The novel ZES, which uses a novel thin-strut composite wire platform with a dense platinum-iridium core that allows reduced strut thickness and has a zotarolimus-eluting durable polymer coating, was developed in response to the demand for stents with improved visibility. The researchers opted to perform a head-to-head comparison of the novel ZES with the bioresorbable polymer-coated SES with an ultrathin cobalt-chromium strut platform because it has shown excellent safety and efficacy outcomes in other randomized trials, including BIOFLOW V, they wrote in The Lancet.

In an accompanying editorial comment, Edoardo Camenzind, MD, and Batric Popovic, MD, PhD, both from Institut Lorrain du Coeur et des Vaisseaux, CHU de Nancy, Universite de Lorraine in France, highlight common limitations of noninferiority trials and recommend interpreting the BIONYX trial results with caution.

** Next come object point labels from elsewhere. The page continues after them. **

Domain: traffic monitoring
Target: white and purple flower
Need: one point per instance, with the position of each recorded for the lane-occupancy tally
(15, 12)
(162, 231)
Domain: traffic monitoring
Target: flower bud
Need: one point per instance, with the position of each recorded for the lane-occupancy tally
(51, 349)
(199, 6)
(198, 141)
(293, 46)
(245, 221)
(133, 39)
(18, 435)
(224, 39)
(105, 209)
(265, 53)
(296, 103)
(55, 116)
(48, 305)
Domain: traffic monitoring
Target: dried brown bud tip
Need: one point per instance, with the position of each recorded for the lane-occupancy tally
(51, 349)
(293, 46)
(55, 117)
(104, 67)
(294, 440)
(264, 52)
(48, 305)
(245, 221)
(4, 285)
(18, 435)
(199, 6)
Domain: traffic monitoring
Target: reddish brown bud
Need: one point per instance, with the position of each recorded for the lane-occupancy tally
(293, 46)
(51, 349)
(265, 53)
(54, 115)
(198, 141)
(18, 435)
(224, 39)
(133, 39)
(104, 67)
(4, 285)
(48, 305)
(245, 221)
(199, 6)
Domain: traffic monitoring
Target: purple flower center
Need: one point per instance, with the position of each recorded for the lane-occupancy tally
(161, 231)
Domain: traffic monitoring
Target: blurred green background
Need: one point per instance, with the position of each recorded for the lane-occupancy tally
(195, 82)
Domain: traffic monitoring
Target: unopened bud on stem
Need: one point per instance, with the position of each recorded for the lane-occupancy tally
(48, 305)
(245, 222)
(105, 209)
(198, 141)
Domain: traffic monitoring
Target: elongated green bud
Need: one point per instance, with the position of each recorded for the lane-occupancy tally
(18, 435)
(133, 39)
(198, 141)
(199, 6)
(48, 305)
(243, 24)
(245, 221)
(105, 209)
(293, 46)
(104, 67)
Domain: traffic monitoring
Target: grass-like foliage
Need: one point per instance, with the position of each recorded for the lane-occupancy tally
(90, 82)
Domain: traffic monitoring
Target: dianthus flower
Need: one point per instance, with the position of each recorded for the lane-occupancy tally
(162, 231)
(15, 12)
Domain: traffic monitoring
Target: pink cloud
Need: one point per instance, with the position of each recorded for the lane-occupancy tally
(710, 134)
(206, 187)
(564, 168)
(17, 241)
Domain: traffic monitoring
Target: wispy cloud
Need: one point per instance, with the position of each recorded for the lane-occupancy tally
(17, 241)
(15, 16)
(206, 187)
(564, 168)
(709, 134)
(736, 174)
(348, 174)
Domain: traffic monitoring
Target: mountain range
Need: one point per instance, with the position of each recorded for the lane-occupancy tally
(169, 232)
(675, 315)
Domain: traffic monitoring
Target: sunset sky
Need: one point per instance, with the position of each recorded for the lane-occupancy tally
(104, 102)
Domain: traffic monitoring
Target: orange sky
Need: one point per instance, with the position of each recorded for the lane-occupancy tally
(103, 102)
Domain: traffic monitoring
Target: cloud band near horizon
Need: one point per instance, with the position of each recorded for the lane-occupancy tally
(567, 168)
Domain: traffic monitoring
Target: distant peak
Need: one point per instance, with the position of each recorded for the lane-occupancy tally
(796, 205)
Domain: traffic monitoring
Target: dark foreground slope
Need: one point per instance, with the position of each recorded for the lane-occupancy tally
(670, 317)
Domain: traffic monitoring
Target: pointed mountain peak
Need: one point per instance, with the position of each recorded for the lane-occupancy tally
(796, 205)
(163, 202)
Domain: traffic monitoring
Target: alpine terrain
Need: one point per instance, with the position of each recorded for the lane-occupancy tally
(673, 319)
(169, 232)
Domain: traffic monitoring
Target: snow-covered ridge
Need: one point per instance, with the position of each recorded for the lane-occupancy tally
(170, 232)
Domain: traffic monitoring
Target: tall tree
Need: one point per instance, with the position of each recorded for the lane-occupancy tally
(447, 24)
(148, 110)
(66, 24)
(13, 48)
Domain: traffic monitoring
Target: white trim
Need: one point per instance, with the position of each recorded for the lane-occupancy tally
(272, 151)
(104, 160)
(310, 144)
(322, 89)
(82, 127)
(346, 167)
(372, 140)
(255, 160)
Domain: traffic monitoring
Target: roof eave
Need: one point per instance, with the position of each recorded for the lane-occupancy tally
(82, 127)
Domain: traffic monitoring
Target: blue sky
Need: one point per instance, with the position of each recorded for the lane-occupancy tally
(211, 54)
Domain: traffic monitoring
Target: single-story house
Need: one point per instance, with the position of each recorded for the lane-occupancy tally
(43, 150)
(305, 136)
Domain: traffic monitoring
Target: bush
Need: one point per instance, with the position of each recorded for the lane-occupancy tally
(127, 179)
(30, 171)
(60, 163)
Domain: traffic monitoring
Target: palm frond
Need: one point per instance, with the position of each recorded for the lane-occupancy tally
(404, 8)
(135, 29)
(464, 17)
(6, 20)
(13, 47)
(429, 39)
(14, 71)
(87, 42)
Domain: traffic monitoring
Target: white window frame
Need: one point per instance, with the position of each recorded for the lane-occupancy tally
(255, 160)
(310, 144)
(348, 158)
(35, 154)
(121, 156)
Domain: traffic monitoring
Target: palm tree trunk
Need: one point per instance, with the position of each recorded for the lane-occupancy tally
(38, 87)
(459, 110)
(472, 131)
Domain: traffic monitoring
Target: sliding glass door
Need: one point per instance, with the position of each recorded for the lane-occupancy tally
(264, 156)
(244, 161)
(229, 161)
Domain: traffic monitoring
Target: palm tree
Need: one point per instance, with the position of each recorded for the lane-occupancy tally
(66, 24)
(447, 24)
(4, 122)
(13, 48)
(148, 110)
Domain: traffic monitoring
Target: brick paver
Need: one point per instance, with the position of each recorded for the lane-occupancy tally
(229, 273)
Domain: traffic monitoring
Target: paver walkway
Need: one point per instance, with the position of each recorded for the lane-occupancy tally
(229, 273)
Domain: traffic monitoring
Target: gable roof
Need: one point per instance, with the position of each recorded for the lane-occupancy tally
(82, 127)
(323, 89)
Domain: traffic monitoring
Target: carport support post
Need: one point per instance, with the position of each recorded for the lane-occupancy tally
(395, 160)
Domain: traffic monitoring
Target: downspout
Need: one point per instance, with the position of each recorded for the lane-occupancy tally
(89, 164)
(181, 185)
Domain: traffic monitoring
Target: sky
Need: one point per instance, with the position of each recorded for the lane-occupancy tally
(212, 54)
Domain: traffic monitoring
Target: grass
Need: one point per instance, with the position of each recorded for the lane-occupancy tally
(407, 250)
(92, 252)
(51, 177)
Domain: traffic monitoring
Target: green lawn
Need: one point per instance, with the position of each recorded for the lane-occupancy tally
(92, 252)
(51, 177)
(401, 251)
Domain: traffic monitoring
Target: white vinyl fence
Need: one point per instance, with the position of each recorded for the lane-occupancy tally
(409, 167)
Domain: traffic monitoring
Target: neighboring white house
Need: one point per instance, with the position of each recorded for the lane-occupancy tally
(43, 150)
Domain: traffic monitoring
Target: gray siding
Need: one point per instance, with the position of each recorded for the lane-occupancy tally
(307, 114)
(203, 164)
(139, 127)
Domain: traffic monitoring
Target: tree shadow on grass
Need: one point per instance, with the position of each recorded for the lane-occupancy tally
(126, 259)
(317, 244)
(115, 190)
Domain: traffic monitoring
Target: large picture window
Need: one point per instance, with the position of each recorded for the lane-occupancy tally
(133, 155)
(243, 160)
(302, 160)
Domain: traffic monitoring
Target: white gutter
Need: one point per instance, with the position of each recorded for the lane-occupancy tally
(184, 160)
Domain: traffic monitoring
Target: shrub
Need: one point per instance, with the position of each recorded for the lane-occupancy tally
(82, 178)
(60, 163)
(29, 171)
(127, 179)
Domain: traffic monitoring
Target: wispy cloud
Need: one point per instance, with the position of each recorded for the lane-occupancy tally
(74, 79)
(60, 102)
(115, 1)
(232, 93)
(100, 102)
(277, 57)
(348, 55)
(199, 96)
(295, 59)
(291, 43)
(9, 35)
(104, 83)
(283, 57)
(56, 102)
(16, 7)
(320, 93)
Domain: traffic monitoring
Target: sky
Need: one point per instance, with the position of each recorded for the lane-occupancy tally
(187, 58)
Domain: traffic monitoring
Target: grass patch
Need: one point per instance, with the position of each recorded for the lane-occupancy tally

“It is important to be aware that noninferiority trials are sensitive to many methodological issues that potentially affect the final results and are not powered to provide definitive information about safety, particularly when they are powered for a combined safety-efficacy endpoint. The stent thrombosis data from von Birgelen and colleagues’ study should be considered very carefully and warrant further investigation to identify possible causes, although the between-group differences are most likely due to chance,” they wrote. “For future comparative interventional trials, the inclusion of bleeding in the primary clinical endpoint should be considered to reflect current clinical realities and to enable reporting of all relevant events of importance to patients.” – by Melissa Foster

References:

von Birgelen C. Late-Breaking Trials 1. Presented at: TCT Scientific Symposium; Sept. 21-25, 2018; San Diego.

Camenzind E, et al. Lancet. 2018;doi:10.1016/S0140-6736(18)32334-1.

von Birgelen C, et al. Lancet. 2018;doi:10.1016/S0140-6736(18)32001-4.

Disclosures: The study was funded by Biotronik and Medtronic. Von Birgelen reports he has received institutional grant or research support from Abbott Vascular, Biotronik, Boston Scientific and Medtronic. Camenzind and Popovic report no relevant financial disclosures.

Editor's Note: This article was updated on Oct. 19, 2018 to correct an error in the headline. The Editors regret the error.